Mati Manas (The Mind of Clay) is a multi-linear narrative that surpasses the conventional difference between a documentary and fiction feature, thus creating what Kaul calls ‘a non-fictional reality’. The film traces our entire cultural superstructure and the myths, fables and rituals connected with pottery making, one of mankind’s earliest occupations. The film starts with a museum exhibit of ancient terracotta and moves out to the vast central Indian plains, which witnessed the rise of one of the most ancient creations, and the far south with its ritualistic pottery linking the pot-a symbol of creation with the rhythm of life.


The film is constructed as a series of episodes about the ancient Indian tradition of terracotta sculptures and pottery and the legends associated with this tradition. The artefacts involved are some of the oldest items of Indian civilization (from the Indus Valley c. 2500 BC), an intrinsic part of the legends associated with terracotta techniques, like the origins of patriarchy, the shift from pastoral to agrarian systems and so on.

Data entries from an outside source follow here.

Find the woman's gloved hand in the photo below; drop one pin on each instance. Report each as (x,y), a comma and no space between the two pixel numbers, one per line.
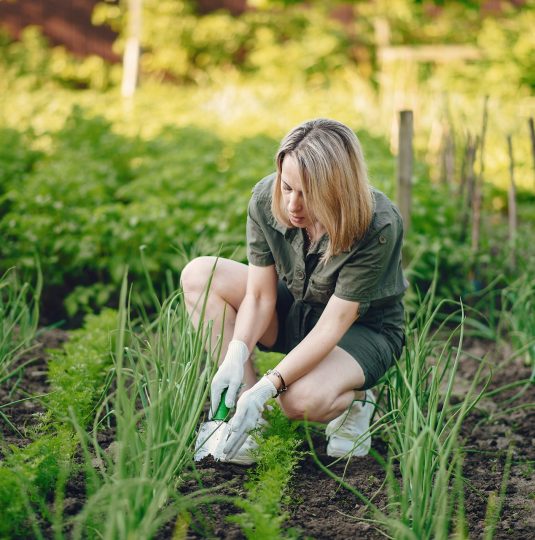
(248,413)
(229,375)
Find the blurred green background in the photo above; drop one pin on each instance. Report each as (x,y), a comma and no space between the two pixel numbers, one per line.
(91,181)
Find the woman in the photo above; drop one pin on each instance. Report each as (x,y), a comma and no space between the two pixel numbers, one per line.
(324,286)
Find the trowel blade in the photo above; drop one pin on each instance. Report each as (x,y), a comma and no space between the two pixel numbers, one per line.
(210,440)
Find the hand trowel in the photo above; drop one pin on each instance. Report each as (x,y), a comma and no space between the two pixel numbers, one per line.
(213,434)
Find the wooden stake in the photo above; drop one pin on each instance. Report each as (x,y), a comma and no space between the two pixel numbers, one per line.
(512,204)
(477,201)
(405,164)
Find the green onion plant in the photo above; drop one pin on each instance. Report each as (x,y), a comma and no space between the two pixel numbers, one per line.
(163,368)
(424,466)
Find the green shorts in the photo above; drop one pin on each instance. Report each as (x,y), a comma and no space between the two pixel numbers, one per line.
(374,344)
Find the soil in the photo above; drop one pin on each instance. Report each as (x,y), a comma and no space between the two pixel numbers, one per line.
(320,508)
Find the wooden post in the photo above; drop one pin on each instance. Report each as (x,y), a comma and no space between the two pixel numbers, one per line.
(131,50)
(448,158)
(512,204)
(405,159)
(532,135)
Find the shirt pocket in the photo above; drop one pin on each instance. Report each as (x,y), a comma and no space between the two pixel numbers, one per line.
(321,289)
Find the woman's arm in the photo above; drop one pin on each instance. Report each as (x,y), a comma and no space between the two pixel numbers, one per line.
(258,305)
(334,322)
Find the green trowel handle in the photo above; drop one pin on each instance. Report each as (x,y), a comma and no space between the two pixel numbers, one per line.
(222,410)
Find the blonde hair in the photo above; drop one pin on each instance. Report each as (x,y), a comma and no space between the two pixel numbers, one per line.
(334,179)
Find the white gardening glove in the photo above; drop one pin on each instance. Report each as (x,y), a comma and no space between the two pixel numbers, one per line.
(248,413)
(229,375)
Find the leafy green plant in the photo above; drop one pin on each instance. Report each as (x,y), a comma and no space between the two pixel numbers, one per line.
(517,320)
(423,427)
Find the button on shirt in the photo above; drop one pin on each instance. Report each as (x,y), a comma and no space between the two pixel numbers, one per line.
(369,272)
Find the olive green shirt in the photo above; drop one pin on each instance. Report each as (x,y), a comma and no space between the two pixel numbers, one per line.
(369,272)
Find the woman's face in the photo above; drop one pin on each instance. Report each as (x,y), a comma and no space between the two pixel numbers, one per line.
(292,193)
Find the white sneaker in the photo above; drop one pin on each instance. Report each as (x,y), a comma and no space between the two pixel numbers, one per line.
(349,434)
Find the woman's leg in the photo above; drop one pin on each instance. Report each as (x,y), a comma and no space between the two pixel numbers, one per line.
(325,392)
(227,290)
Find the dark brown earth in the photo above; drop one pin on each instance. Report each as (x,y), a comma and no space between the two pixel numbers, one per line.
(319,507)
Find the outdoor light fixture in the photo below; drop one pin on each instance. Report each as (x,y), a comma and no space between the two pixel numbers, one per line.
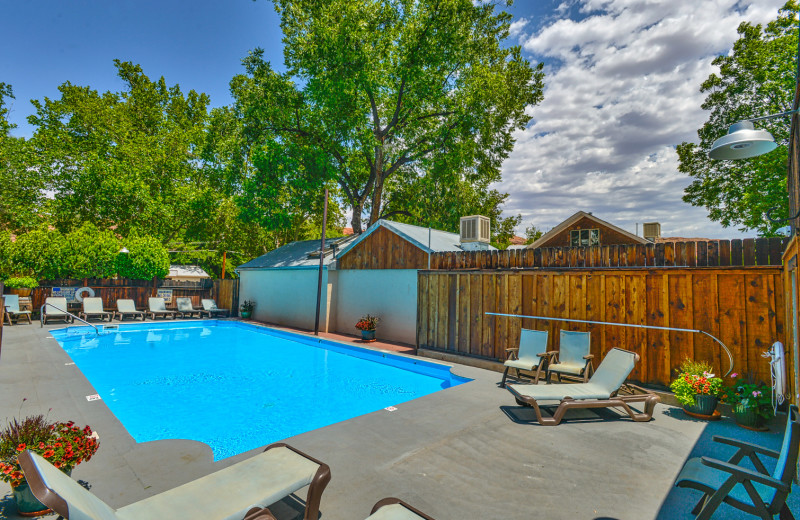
(744,141)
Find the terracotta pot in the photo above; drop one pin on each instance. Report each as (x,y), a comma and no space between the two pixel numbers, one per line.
(703,404)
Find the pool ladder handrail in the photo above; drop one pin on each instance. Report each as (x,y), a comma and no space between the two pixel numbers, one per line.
(41,317)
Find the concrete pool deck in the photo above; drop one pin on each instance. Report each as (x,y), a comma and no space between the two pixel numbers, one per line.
(465,452)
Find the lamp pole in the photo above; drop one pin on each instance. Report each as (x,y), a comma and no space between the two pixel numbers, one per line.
(321,261)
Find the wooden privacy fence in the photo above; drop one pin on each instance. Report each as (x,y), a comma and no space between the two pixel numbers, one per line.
(711,253)
(743,307)
(225,292)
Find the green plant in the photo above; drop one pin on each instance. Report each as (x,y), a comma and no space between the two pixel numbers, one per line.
(367,322)
(21,282)
(695,378)
(62,443)
(745,395)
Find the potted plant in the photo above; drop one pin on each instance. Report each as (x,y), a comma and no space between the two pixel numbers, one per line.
(367,325)
(21,285)
(751,404)
(62,443)
(246,309)
(697,388)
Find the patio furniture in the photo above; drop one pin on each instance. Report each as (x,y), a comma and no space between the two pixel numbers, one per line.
(93,307)
(754,491)
(602,391)
(127,307)
(531,355)
(233,492)
(185,308)
(55,307)
(210,307)
(573,357)
(12,309)
(395,509)
(158,307)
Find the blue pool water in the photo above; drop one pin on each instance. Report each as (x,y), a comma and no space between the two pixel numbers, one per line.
(236,386)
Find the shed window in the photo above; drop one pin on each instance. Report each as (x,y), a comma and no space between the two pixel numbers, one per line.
(584,237)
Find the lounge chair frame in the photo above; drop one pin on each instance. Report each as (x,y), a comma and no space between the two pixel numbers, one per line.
(58,504)
(713,497)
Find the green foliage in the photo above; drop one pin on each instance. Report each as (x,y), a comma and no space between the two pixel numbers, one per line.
(146,259)
(91,253)
(21,282)
(757,78)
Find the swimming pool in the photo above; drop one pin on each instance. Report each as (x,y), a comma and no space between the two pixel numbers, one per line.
(237,386)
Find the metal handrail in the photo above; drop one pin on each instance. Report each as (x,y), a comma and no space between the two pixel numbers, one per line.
(730,357)
(41,317)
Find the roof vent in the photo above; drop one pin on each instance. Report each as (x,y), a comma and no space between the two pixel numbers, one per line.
(651,231)
(475,233)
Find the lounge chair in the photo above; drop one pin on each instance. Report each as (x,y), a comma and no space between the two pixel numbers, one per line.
(12,309)
(237,491)
(210,307)
(93,307)
(754,491)
(127,307)
(395,509)
(572,358)
(158,307)
(602,391)
(186,309)
(531,355)
(55,308)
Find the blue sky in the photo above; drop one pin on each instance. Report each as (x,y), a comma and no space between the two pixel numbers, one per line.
(622,85)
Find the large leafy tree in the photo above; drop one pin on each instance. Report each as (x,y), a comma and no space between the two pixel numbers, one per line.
(377,93)
(128,159)
(757,78)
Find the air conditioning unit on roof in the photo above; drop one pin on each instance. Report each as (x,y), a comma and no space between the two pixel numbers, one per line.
(475,232)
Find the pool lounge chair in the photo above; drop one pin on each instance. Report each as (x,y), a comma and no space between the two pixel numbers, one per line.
(573,357)
(237,491)
(157,307)
(186,309)
(602,391)
(210,307)
(754,491)
(531,355)
(12,309)
(127,307)
(55,308)
(93,307)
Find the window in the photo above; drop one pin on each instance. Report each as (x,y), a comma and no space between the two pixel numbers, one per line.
(584,237)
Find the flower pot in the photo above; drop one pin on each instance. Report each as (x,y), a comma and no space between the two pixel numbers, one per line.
(703,405)
(748,418)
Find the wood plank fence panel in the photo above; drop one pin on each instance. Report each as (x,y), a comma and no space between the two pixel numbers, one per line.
(741,306)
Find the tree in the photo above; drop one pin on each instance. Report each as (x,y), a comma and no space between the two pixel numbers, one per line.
(377,93)
(757,78)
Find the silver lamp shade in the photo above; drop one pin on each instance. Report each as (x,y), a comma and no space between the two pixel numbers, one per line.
(743,141)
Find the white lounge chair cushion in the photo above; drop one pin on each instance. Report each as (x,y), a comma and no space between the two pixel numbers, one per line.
(394,512)
(226,494)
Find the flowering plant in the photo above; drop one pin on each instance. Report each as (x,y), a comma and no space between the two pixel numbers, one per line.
(63,444)
(744,395)
(367,322)
(695,378)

The film enacts a series of such legends. The first is of Saiya Mata or ‘Cat Mother’, whose kittens were kept safe in the interior of a baked pot, a legend associated with Harappan archaeological sites where human skeletons buried in womb-like pots were unearthed. The second legend revolves around the Kala Gora (black-white) icon found in the village of Molella, Rajasthan and features the witch Gangli, who transforms Gora into a bull by day, making him work in her oil-press until Kala finally beheads her. The third and best-known legend features Parashuram, who beheads his own mother Renuka with his axes. Interwoven with these legends are stories narrated by the potters themselves as well as fictional sequences featuring contemporary historians who recall these legends. Shot throughout central, south and eastern India, the film deliberately neglects to name its variety of locations to present the idea of an integrated civilization endowed with a sense of evolution through cultural (pro) creativity. At the same time, the techno-cultural process of filmmaking is presented as a partial extension of similar craft traditions.



In a poetic 91-minute long non-fictional reality, Kaul observes the ancient art of pottery making from a wide variety of perspectives. Pots are shown in many settings, including a museum where a young child is mesmerized by the ceramics that ancient ancestors created. The tradition continues and so does its magic, as potters are shown deftly working on a lump of wet clay and slowly giving it shape. Kaul blends myths, fables and the beauty of the art itself to create inspiring imagery out of a mundane, every day object.


Kaul’s films were revelations even when the themes were well-known and had ancient roots, like dhrupad and pottery. He avidly hunted for those cycles of time and traces of experience that these histories would reveal. It was the patience of an ‘artist of fire’, to borrow from French poet Paul Vallery, that enabled Kaul to combine these elements and wait for an invisible fire to blend them, like a perfect pot of clay.


Reflecting on Kaul’s film, Swaroop (a frequent collaborator of Kaul’s on films like Mati Manas and Siddheshwari), says ‘Today reflecting on Uski Roti, Duvidha, Ashad Ka Ek Din or Mati Manas, I feel his movies have transcended time. In an age when streaming has rendered linearity redundant and made abstraction attractive – open any platform and you can switch between the past, present and future simultaneously – Mani Kaul’s boundary-breaking films have proved to be both relevant and rewarding’.